Re: [PATCH] autofs4 deadlock during expire - kernel 2.6

From: Mike Waychison
Date: Wed Sep 24 2003 - 11:00:16 EST


Ian Kent wrote:
On Wed, 24 Sep 2003, Arjan van de Ven wrote:


On Wed, 2003-09-24 at 15:01, Ian Kent wrote:

This is a corrected patch for the autofs4 daedlock problem I posted about @@ -206,6 +207,11 @@

interruptible_sleep_on(&wq->queue);

+ if (waitqueue_active(&wq->queue) && current != wq->owner) {
+ set_current_state(TASK_INTERRUPTIBLE);
+ schedule_timeout(wq->wait_ctr * (HZ/10));
+ }
+

this really really looks like you're trying to pamper over a bug by
changing the timing somewhere instead of fixing it...


Agreed.


also are you sure the deadlock isn't because of the racey use of
interruptible_sleep_on ?


I think the deadlock itself needs to be properly identified.

Could you explain where the deadlock is actually occuring? I briefed over the automount 4 code as well as autofs4 and I don't see the deadlock. The 'owner' in the case of an expiry will be a child process of the daemon, within a call to ioctl(EXPIRE_MULTI), correct? Having it be released from the waitqueue first should not affect flow of execution and released from deadlock.
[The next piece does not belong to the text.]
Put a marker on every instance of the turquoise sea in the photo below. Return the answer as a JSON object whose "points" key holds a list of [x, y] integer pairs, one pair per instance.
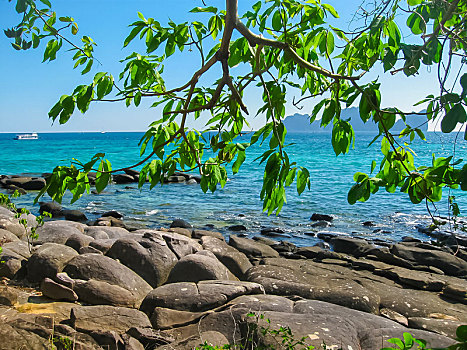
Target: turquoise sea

I don't see how having it wake up before before any other racing processes solves anything.

I think Arjan is right in that the race is do to the nautilus process entering the sleep_on after the a call to wake_up(&wq->queue). I don't know if a change to using a workqueue is best.. how about refactoring that chunk of code to use wait_event_interruptible on the queue, which should be clear of any waitqueue/sleep_on races.



OK so maybe I should have suggestions instead of comments.

Please elaborate.


How about you try out this quick patch I threw together.

Mike Waychison ===== waitq.c 1.6 vs edited =====
--- 1.6/fs/autofs4/waitq.c Fri Feb 7 12:25:20 2003
+++ edited/waitq.c Wed Sep 24 15:48:30 2003
@@ -204,7 +204,7 @@
recalc_sigpending();
spin_unlock_irqrestore(&current->sighand->siglock, irqflags);

- interruptible_sleep_on(&wq->queue);
+ wait_event_interruptible(wq->queue, wq->name == NULL);

spin_lock_irqsave(&current->sighand->siglock, irqflags);
current->blocked = oldset;